Creating a *duplicate* table for storing unconfirmed records is DRY? See,
madness!
heck, have 5 tables with the same schema. Modules + other basic meta
programming mean you hardly write an extra line of code, and you don't
compromise your DB design.
We have one app that from a single ~30 line hash generates migrations,
models, blueprints for testing, and code to get seed data into those
tables. If you understand those 30 lines, you understand a large part of
the app.
Say you're building a cart checkout process and you'd like a shipping& payment details
confirmation screen ("Please verify that the following shipping& payment details are
correct"). Would you create a separate record for the order during confirmation, and then
move the order between unconfirmed/confirmed tables once the user finalises the checkout?

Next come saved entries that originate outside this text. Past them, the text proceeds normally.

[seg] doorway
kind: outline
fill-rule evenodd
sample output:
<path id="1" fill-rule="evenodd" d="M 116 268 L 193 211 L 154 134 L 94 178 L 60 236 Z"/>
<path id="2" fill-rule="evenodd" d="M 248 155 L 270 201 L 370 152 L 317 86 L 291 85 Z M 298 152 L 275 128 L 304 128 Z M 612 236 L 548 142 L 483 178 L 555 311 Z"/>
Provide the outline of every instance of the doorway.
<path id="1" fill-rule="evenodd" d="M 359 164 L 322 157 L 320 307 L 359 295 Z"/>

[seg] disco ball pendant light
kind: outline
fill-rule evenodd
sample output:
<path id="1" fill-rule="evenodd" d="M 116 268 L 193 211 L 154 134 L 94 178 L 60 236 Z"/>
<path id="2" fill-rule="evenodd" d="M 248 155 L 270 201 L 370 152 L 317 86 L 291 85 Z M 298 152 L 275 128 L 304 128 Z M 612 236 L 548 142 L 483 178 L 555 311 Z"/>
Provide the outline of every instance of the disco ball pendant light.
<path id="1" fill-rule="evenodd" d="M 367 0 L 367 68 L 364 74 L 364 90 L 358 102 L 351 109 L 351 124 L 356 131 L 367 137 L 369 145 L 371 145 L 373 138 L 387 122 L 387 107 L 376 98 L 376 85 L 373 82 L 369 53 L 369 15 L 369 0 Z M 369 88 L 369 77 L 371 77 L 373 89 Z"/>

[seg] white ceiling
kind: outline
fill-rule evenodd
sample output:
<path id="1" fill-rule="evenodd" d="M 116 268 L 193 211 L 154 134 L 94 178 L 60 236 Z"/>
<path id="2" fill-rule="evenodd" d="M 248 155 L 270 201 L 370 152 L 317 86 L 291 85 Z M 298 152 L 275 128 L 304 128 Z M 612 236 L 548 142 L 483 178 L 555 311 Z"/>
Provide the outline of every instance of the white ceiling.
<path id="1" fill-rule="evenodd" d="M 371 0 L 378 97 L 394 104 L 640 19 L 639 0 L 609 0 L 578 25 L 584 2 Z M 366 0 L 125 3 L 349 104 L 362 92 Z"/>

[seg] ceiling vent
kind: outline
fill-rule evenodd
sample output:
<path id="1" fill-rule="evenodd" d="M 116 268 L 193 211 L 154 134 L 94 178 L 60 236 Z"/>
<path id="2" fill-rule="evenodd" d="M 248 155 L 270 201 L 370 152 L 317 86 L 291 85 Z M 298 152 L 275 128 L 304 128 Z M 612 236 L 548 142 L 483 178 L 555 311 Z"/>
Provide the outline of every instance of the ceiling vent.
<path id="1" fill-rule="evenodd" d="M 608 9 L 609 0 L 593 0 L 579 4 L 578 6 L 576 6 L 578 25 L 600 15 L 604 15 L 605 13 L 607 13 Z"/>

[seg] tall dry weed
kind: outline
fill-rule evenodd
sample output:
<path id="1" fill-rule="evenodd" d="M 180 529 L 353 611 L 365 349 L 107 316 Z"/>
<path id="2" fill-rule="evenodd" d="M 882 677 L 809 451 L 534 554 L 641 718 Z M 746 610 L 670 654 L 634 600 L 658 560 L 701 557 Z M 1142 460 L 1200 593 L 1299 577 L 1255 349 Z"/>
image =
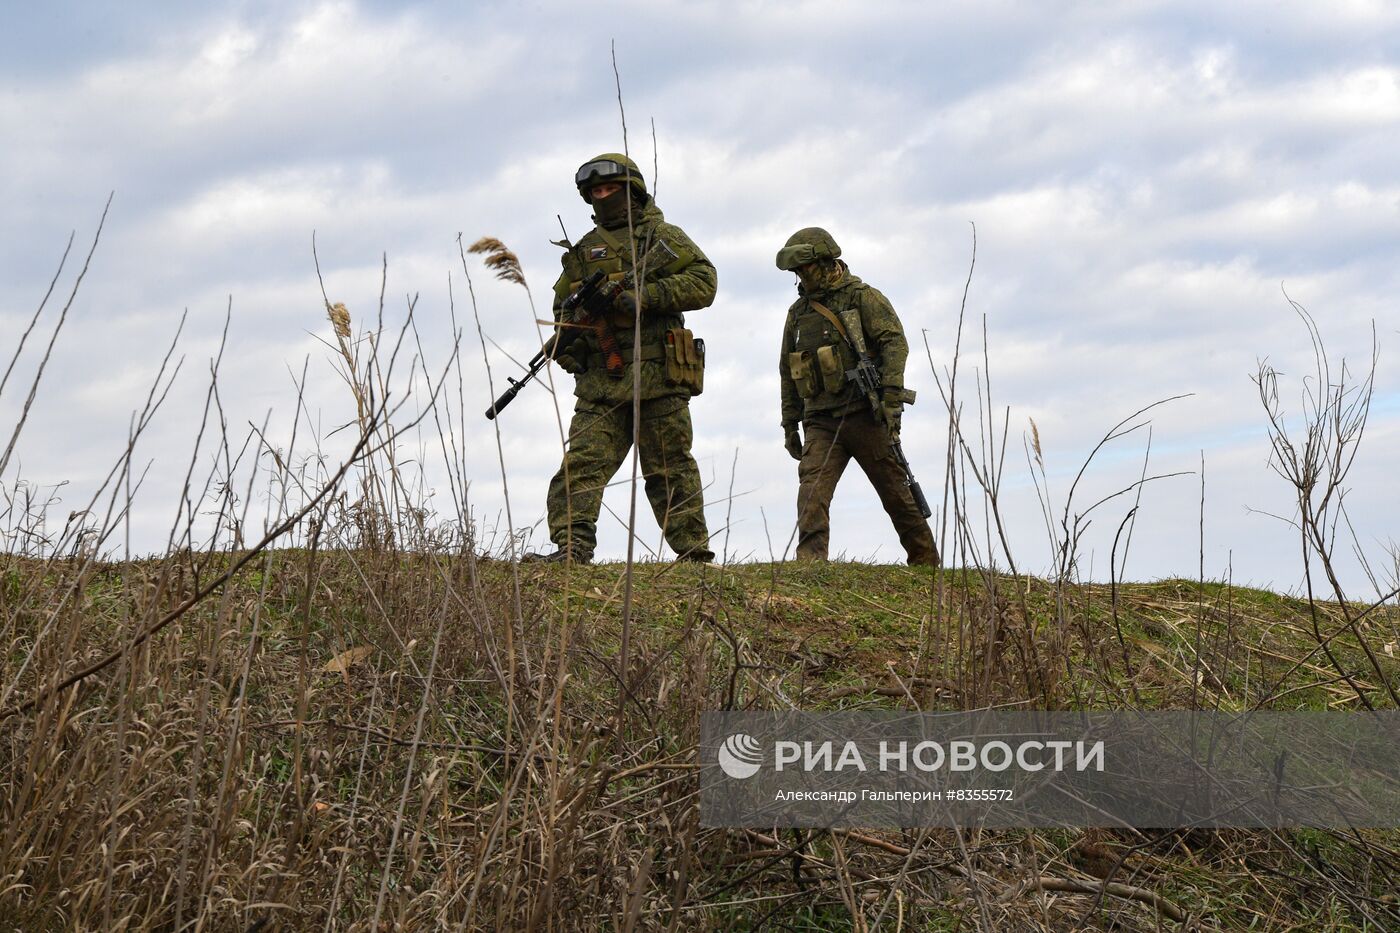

sure, why not? It's easier for my brain - don't need to remember to
scope anything, harder to screw things up (like shipping an unconfirmed
order, or presenting a report to the boss containing unconfirmed
orders), and the code/flow of data is easier to follow. The only "extra"
bit is moving rows between tables - which you solve once and you're done.
Further, the data has very different profiles - unconfirmed orders are
pretty much transient/throw away, where as a confirmed order needs to
stick around.
This becomes *especially* relevant when you start getting more than one
'confirmed_at' type column on your tables.
small, elegant, focused tables. The same way we design models.
Rule of thumb - if a column very rarely needs to be NULLable.